Behind him, he hears a cluck from Molly Weasley, some muttering about a "scarlet woman," ostensibly in reference to Miss Delacour and not her own daughter. Though, judging by activities of late in a well-traveled broom closet, the young witch is quietly building a reputation for herself not unlike Molly's years ago--a useful datum for leverage on both. Molly is kind, stifling, unwaveringly loyal, easy to control, yet limited in utility as far as Harry is concerned, his having outgrown a need for doting.

The Headmaster is secretly glad that he has arranged the gradual waning of affinity between Harry and the Weasleys--the boy cannot naïvely cling to them if he is to rise to prominence. Though Molly disapproves of Harry's association with the veela, Harry must not be permitted to discuss the matter with her, as she will parse it in irrelevancy and polarize him against the proper outcome. No, the first mention should be made by one who can operate with the requisite delicacy.

The Headmaster's frowns as he considers how to manage his charge in such a way that steers, yet does not alienate him. In his heart, he knows is a pity that Harry cannot be permitted to remain with the witch--she is quite strong and talented and Harry does love her so.

You pose a difficult challenge indeed, dear boy....


Harry and Fleur step carefully around the mortally wounded acromantula, its hairy limbs--the few still attached to its massive body--quivering in death, and they make their way to the finish.

“Fleur, you're the rightful champion. You take the cup.” He cannot believe how anyone can remain so enchanting when covered in muck and blood.

“You take it, Harry. You rescued me from torture and saved me from ze dementors.”

"Shall we both then?" The rules state that the first to the cup wins the tournament.
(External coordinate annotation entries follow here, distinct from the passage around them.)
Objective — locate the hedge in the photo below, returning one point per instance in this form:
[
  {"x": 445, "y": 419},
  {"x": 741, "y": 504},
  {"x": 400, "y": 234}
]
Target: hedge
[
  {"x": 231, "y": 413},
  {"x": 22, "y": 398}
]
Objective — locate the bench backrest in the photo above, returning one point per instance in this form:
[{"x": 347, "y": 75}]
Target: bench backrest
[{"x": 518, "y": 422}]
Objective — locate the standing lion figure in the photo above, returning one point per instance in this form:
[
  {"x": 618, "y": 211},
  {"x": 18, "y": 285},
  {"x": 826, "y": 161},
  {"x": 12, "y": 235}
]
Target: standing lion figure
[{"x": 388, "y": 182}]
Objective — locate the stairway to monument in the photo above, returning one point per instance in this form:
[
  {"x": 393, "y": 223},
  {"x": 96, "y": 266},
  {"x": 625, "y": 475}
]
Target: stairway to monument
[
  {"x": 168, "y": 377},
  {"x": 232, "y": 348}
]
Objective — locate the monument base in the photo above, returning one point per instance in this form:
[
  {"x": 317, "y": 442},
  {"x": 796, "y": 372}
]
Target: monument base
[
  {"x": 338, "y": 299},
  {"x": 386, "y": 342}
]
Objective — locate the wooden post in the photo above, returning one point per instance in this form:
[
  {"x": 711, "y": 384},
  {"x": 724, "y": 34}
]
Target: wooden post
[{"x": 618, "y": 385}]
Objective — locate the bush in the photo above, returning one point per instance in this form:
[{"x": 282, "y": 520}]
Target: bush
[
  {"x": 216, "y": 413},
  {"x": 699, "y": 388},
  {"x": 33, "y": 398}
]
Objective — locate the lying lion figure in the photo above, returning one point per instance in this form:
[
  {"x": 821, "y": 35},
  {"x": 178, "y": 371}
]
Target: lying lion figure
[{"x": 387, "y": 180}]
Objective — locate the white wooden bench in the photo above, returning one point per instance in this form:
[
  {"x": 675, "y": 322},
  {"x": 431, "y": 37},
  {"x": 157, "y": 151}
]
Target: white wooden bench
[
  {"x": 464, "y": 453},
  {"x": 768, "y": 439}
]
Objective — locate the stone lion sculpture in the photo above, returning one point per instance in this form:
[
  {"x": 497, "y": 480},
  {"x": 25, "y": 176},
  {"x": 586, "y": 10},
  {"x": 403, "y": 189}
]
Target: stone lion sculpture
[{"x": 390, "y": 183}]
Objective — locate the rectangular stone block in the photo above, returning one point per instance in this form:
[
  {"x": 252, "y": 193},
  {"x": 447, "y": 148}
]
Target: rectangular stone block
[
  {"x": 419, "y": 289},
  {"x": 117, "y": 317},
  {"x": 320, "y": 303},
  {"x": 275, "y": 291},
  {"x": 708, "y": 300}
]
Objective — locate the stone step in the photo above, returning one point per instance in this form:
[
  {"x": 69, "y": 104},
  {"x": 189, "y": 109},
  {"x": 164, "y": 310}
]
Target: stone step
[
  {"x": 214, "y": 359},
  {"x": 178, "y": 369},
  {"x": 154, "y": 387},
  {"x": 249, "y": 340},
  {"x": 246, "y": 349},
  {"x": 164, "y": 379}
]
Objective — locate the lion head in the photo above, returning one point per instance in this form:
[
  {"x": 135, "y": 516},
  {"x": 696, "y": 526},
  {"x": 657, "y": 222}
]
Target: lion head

A tie?

"Oui," she says, stepping toward Harry and snaking an arm around his the small of his back as he does the same to her. They hold each other close for a moment and share a quick kiss. Harry sees that her expression is distant: cautious relief and no small amount of sadness.

"On trois, Harry. Un..." The sound of her voice stirs his heart. "Deux..."

Their hands touch the handles of the goblet on the unspoken, "Trois."

Harry feels a familiar jerk behind his navel.